Here’s what won’t be covered: Inequality and stagnant wages; trade strategy; rebuilding the nation’s infrastructure; student debt; climate change; fair taxes; police brutality; campaign finance; and the nation’s incarceration rate. All topics on the minds of voters and all topics that are kryptonite to the GOP. And since it’s being held and moderated and controlled by FOX, none of these issue will addressed.
So here’s my advice for Thursday: get comfortable, grab your favorite bottle of liquor, and pretend it’s just another primetime sitcom. Matt Taibbi over at “Rolling Stone” put together a GOP drinking game for the event.
Drink THE FIRST TIME:
- Donald Trump mentions his wealth, or how smart he is.
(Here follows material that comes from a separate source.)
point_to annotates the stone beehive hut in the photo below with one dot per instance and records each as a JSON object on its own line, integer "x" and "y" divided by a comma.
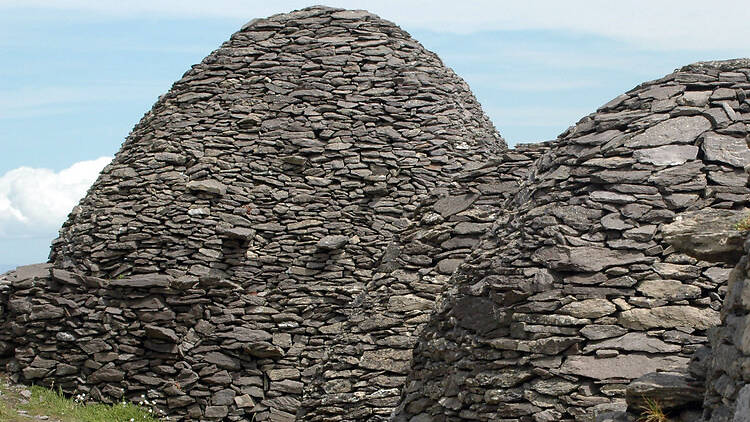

- A candidate mentions Benghazi
- A candidate says, “This president…”
- A candidate whines about not getting called on enough.
- Someone promises to “take America back.”
- Trump interrupts someone by saying, “Excuse me, let me answer that…”
- Anyone mentions Hitler, Nazis or Neville Chamberlain. Includes related imagery, e.g. “ovens.”
- The crowd cheers a racist/bigoted statement by a candidate.
- A candidate mentions his poor/hardscrabble upbringing, or a parent who “worked every day of his life.”
- A candidate talks about “stopping Hillary Clinton.”
- Anyone warns the U.S. is becoming Greece.
- Trump refers to himself in the third person.
- Anyone invokes St. Ronald Reagan.
Drink EVERY TIME a candidate:
- Claims a positive relationship with a minority. Also known as the, “Some of my best friends are…” rule.
- Tries to speak Spanish
- Tries to warm up to the Ohio crowd with an awkward LeBron shout-out.
Drink EVERY TIME you hear the word(s):
- “I’m not a scientist.”
- “You can keep your doctor.”
- “The war on Christians.”
- “Right here in Ohio.”
- “Culture of dependency.”
TAKE A SHOT OF JAGER AT ANY MENTION OF:
- “All Lives Matter.”
If you’re playing or seriously considering playing this game on Thursday night, it might be a good idea to call in sick and have the number to closest detox – it’s going to be a long night.